# Joining a tree structure

## All we need is an easy explanation of the problem, so here it is.

Table 1 (named as family) has a tree structure with 2 columns id and pathid, where pathid describes the tree structure. In the following table 1 is a root node with 2 as its child. 3 is a rootnode with 4 as a child and 5 is the child of 4(grandchild of 3). 6 is a rootnode with no children. 7 is a rootnode with 3 children 8, 9 and 10.

id pathid parentid
1 /1
2 /1/2 1
3 /3
4 /3/4 3
5 /3/4/5 4
6 /6
7 /7
8 /7/8 7
9 /7/9 7
10 /7/10 7

Table 2 (named as register) has the name column and the id column.

name id
A 1
B 3
C 6
D 7
E 4
F 10

Required result is name with all the family descendants only.

name all_id
A 1
A 2
B 3
B 4
B 5
C 6
D 7
D 8
D 9
D 10
E 4
E 5
F 10

## How to solve :

I know you bored from this bug, So we are here to help you!

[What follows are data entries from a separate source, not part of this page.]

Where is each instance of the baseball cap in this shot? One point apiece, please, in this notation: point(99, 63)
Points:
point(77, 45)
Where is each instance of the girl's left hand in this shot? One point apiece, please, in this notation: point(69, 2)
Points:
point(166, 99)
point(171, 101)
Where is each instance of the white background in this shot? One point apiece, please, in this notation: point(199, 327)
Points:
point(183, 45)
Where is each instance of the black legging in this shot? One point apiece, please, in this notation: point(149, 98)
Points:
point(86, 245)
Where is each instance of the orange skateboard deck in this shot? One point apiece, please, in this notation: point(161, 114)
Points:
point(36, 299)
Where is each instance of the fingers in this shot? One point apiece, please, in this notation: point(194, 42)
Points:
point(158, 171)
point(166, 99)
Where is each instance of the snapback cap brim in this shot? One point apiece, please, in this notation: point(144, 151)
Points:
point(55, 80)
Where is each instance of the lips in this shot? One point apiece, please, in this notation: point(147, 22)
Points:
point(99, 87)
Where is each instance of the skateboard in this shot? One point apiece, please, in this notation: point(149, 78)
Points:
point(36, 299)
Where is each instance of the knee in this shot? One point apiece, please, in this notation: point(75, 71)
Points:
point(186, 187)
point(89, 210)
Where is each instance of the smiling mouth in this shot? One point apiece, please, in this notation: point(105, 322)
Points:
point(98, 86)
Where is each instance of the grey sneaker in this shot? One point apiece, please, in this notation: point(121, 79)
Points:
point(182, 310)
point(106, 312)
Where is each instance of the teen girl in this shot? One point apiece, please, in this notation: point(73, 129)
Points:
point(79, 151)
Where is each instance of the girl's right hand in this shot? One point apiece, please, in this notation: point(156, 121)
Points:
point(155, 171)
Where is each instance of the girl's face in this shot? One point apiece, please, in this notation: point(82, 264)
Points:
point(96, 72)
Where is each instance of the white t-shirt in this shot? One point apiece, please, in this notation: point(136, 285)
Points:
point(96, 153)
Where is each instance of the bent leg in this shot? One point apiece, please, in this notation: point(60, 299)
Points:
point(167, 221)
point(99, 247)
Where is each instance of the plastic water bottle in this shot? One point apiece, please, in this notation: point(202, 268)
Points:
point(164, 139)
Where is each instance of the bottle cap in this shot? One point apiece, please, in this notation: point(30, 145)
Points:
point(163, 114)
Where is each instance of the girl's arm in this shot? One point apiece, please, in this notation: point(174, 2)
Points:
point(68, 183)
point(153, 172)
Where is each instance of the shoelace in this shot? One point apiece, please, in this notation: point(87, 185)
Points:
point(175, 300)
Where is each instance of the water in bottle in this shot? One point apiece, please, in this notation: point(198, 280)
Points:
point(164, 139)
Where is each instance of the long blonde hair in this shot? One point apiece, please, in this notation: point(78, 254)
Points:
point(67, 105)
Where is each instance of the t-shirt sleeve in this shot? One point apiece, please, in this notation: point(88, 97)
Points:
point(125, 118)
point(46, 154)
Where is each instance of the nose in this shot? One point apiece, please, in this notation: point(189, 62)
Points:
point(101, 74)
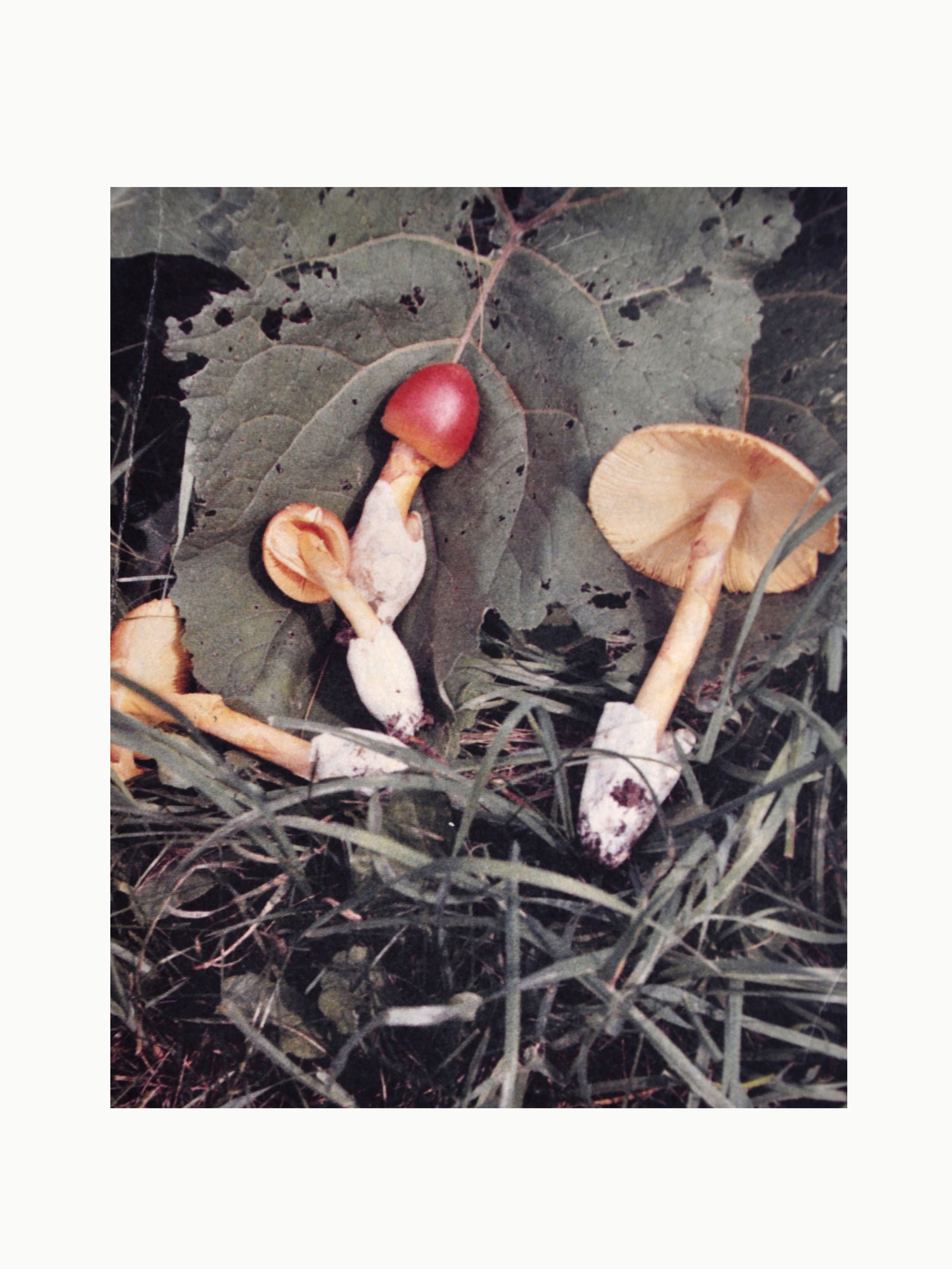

Take a deep breath and look at the explanation of your problem. We have many solutions to this problem, But we recommend you to use the first method because it is tested & true method that will 100% work for you.

### Method 1

Something like this should do. When you have an hierarchical structure with the "path" stored, it’s often easier to use text comparisons, eg. `LIKE`:
(When the path is stored as text. If it is stored as an array, you’d use array operators).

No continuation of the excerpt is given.